Ce jugement, particulièrement précis, est d’abord la démonstration de l’indépendance de la justice, de l’utilité d’avoir un magistrature debout, celle qui instruit et dresse des réquisitoires, et une magistrature assise qui a la responsabilité de juger de la culpabilité et d’établir la hauteur des peines. Pour tout ceux qui doutent de indépendance de la justice, le fameux slogan “police partout justice nulle part”, le jugement d’hier est une raison d’espérer. Dans toutes les affaires qui opposent des jeunes (ou moins jeunes) aux forces de police, il sera dans le futur d’une importance capitale. Non on ne peut pas, quand on est policer, utiliser la force de manière disproportionnée sans se soucier des conséquences. Oui, une vie humaine a plus de prix qu’une infraction au code de la route.
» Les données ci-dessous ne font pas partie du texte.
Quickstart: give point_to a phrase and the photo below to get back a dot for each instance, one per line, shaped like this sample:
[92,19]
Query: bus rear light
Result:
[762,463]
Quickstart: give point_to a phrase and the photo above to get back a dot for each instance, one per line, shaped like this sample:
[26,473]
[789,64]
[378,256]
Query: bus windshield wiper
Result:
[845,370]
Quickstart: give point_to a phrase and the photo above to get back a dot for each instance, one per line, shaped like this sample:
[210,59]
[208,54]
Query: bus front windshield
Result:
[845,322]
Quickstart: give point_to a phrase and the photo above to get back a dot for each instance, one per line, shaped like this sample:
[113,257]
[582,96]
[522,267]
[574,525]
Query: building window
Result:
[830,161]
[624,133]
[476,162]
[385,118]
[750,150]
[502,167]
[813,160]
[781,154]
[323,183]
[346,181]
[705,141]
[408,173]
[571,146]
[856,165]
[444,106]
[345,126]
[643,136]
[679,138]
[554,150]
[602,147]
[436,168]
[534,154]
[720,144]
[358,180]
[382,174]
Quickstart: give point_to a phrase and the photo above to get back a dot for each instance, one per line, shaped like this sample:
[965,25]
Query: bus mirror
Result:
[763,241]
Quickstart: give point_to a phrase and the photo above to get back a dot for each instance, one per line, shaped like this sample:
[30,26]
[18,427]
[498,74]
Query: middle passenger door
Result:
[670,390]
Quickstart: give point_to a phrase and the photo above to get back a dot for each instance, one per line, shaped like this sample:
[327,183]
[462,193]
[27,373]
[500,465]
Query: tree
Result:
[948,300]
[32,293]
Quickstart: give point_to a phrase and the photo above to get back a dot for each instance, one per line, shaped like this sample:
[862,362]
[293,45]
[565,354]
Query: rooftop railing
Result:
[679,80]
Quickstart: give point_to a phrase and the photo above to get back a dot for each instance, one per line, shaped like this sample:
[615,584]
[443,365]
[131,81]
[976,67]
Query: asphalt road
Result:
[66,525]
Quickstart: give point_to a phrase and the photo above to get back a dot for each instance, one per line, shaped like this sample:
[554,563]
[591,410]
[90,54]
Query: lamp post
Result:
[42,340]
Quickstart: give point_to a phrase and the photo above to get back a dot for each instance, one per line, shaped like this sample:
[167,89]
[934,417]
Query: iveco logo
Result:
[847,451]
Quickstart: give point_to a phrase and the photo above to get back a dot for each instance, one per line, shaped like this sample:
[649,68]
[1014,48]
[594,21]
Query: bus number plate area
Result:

Dernière réflexion, mais elle est importante. Après la lecture de la décision de justice (on notera que les fonctionnaires incriminés n’étaient pas présents), les avocats des policiers ont fait part de leur souhait d’aller en appel. C’est évidement leur droit et c’est, de leur point de vue, légitime. On est en revanche plus inquiet d’une réaction du chef de corps de la police de la zone Bruxelles-Ixelles, Michael Govaert. Dans un communiqué (dont on suppose qu’il a posé chaque mot), celui-ci a précisé qu’il “réitérait sa confiance dans les inspecteurs de police et soutenait tous les collègues qui œuvrent chaque jour pour une société plus sécure..” On peut comprendre le réflexe de corps, l’émotion, la déception peut être des policiers de voir des collègues condamnés. À vrai dire on s’attendait à ce que ce type de réaction vienne des syndicats. Mais qu’un commissaire en chef commente ainsi une décision de justice est délicat. Les décision de justice s’imposent à tous, y compris à la police. En particulier à la police, qui est garante de l’ordre public. La loi est faite pour tout le monde, qu’on porte ou pas un uniforme. C’est justement ce que ce jugement vient de rappeler.